The cytotoxicity of the DNA tetrahedron-affibody targeted nano drug of 9 support oligomerization deoxyfluorouridine of embodiment
Assessment
DNA tetrahedron-affibody the targeted nano of support oligomerization deoxyfluorouridine is quantitatively evaluated using mtt assay for we
The cytotoxicity of drug.BT474 cell uses the RMPI-1640 culture medium containing 10% fetal calf serum, and MCF-7 cell uses
DMEM culture medium containing 10% fetal calf serum is cultivated.The condition of culture of all cells is 37 DEG C, the CO of 5% concentration2。

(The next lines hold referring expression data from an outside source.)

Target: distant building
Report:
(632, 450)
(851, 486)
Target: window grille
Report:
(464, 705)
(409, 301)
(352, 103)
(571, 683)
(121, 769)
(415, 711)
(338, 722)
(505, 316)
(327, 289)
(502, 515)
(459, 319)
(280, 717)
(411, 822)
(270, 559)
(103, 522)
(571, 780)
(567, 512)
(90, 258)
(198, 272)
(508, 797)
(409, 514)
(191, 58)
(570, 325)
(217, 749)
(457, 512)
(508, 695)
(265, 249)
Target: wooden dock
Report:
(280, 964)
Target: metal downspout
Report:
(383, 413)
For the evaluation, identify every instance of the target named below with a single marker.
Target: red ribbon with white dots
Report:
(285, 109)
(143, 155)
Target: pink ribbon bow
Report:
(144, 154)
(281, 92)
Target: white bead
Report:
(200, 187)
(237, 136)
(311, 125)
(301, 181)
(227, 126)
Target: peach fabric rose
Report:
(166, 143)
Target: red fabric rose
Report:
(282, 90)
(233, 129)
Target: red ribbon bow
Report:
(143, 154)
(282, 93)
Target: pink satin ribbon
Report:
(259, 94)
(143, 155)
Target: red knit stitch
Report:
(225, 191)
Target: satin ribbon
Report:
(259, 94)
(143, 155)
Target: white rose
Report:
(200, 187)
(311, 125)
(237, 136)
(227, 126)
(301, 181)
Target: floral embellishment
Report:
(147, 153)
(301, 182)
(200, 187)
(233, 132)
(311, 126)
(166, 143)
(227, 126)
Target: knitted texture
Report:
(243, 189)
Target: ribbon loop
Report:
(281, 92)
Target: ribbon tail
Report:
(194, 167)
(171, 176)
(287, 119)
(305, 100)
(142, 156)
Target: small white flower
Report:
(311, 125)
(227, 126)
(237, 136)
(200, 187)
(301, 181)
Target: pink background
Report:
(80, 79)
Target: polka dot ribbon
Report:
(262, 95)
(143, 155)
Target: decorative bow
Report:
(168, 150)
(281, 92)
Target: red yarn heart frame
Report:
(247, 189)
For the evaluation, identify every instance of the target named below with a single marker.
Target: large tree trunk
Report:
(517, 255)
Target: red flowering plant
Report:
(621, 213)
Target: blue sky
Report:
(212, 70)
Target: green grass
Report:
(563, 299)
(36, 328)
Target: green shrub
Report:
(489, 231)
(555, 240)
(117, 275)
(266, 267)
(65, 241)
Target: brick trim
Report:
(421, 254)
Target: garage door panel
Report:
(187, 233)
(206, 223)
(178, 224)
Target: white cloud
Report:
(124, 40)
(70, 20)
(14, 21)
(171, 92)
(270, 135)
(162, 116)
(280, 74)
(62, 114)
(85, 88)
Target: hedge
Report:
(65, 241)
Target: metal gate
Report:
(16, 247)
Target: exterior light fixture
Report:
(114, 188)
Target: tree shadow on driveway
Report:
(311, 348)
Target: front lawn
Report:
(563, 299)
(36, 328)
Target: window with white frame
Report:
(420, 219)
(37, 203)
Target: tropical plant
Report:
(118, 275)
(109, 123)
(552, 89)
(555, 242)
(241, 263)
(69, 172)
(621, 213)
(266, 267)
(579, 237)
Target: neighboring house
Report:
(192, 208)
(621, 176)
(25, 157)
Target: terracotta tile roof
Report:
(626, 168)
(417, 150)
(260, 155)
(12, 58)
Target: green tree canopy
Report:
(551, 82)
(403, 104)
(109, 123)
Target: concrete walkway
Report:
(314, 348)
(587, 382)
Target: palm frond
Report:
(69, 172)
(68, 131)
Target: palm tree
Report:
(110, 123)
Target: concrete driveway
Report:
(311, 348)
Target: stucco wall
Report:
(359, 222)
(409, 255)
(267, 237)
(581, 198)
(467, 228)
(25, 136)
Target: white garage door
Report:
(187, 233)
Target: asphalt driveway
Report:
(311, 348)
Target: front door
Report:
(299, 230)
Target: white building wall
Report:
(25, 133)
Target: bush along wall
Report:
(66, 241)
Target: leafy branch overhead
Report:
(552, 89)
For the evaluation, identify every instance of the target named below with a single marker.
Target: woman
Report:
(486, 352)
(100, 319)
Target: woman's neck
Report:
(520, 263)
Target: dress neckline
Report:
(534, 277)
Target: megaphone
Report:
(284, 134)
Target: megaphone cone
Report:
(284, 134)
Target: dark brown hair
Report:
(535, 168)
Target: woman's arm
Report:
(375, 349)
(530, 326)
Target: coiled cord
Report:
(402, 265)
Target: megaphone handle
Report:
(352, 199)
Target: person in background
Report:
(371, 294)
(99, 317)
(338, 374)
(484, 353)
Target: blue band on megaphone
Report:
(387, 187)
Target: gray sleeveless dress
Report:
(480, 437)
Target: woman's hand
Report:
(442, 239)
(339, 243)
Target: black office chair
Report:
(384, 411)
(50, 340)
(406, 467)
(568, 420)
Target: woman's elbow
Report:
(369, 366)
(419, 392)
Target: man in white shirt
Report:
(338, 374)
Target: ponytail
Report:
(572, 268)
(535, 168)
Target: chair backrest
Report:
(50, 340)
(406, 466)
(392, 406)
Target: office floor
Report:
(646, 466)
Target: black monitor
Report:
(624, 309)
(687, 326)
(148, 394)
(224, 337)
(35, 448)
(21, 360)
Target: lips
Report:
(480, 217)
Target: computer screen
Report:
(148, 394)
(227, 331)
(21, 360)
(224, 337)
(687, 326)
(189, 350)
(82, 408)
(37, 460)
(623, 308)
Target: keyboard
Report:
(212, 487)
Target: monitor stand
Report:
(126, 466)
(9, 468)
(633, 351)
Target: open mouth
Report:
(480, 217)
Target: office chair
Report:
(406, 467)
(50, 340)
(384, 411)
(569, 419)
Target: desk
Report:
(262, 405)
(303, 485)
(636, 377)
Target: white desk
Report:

The BT474 cell and MCF-7 cell in harvest index growth period, and with 8 × 103The concentration of a cells/well, by logarithmic phase
BT474 cell and MCF-7 cell are layered on 96 orifice plates, every 100 μ L of hole.Under the conditions of 37 DEG C, culture plate is placed in incubator
Preculture for 24 hours, the DNA-affibody tetrahedron of the support oligomerization deoxyfluorouridine of various concentration is added into culture plate, point
Cell 48h, 72h are managed in other places, and 10 μ L MTT (5mg/mL) are then added into every hole, have been careful not to bubble appearance, and by 96
Orifice plate continues culture 4 hours at 37 DEG C.Liquid is discarded supernatant, is added the DMSO of 100 μ L into each hole, after 15min at 570nm
Absorbance.Data are the average value of parallel laboratory test three times.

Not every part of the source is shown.